Week 14 — Implement and run
- Tasks:
- Write the code that does the work — Python, R, or whatever fits.
- Write Slurm scripts using the
diagnostic.slurmtemplate from Lab 10. - Submit a test run on a small subset first (Lab 9 / Lab 10 measurement habit).
- Use
seffto right-size, then submit the full run. - Capture the outputs.
- Deliverable: working code + Slurm scripts + outputs from a real run, committed to your repo.
README.md template
# <Project Title>
One-paragraph elevator pitch of what this repo does.
## Setup
```bash
mamba env create -f environment.yml
mamba activate myproject
```
For byte-exact reproducibility:
```bash
conda-lock install --name myproject conda-lock.yml
```
## Data
Where the input data lives (`/fs/project/<group>/...` if it's too big to commit; a download script otherwise).
## Run
```bash
sbatch slurm/main_run.slurm
```
Expected resources: `--cpus-per-task=N`, `--mem=NG`, `--time=HH:MM:SS`.
Expected runtime: about N minutes on Unity.
## Results
Where the outputs land. What figures / CSVs / models to expect.
## Cluster notes
Anything Unity- or OSC-specific worth knowing.Grading rubric (for self/peer assessment)
| Dimension | What “great” looks like |
|---|---|
| Scientific question | Clearly stated; meaningful for your research |
| Reproducibility | mamba env create + sbatch slurm/main_run.slurm should reproduce the full pipeline |
| Resource right-sizing | seff shows >70% CPU efficiency and >70% memory efficiency on the main job |
| Documentation | A new student in your lab could pick this up tomorrow |
| Use of the course content | At least one of: tmux/livenode for the dev cycle, mamba env shared with collaborators, job array, GPU usage, etc. |
Suggested capstone defaults (if your own research doesn’t fit)
- Satellite imagery downscaling: take a small ArcticDEM tile, run a per-pixel transformation in a job array, produce a derived data product.
- Hyperparameter sweep on a public dataset: train a small ML model on UCI or sklearn-built-in datasets across a sweep, find the best config.
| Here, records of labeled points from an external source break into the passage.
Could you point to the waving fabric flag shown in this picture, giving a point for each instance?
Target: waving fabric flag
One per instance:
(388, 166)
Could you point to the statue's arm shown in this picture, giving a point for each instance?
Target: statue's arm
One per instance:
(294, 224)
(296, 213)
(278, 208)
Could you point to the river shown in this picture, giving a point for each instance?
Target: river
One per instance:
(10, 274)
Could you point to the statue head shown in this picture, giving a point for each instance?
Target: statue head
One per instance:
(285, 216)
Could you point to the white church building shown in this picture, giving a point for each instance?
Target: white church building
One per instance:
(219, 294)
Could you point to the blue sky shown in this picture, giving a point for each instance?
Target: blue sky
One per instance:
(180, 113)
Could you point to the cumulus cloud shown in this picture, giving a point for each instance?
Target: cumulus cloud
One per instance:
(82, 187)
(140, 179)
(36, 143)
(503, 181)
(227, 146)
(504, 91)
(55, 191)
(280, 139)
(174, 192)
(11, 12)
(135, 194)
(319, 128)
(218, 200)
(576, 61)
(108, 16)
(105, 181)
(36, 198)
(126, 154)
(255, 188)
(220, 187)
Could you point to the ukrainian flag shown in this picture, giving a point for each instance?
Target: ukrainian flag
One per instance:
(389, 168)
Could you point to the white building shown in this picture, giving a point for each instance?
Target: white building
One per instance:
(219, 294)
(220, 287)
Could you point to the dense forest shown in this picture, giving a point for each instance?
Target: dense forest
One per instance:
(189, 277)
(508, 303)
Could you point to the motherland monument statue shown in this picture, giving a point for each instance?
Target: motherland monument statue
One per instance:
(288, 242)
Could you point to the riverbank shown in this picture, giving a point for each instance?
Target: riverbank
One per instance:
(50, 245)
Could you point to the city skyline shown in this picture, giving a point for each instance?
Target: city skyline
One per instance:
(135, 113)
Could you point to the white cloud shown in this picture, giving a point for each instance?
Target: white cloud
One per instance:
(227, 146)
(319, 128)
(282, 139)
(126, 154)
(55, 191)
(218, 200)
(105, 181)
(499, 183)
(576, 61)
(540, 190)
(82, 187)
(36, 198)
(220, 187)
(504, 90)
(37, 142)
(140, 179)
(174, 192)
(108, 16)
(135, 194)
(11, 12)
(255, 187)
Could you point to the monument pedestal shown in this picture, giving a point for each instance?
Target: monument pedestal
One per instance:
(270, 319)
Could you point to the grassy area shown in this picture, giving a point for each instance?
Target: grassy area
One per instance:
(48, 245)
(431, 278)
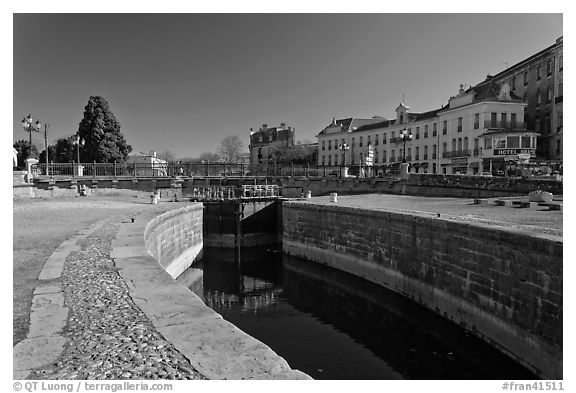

- Numerical experiment: sweep a parameter of a small ODE / PDE / Monte Carlo solver across many values, plot the convergence behavior.
- Text data pipeline: download a corpus, tokenize, count, produce a frequency analysis — across an array of categories.
- Image segmentation on a small dataset: train a U-Net or similar on a small image set (or fine-tune a pretrained model).
(More suggestions will be added based on student/department interest. Email the course maintainers with proposals.)
Submission
Submit your repo URL as the final deliverable. If the repo is private, give the course maintainers (or your PI) read access. We don’t need a write-up beyond your README.md and PROPOSAL.md — the repo IS the writeup.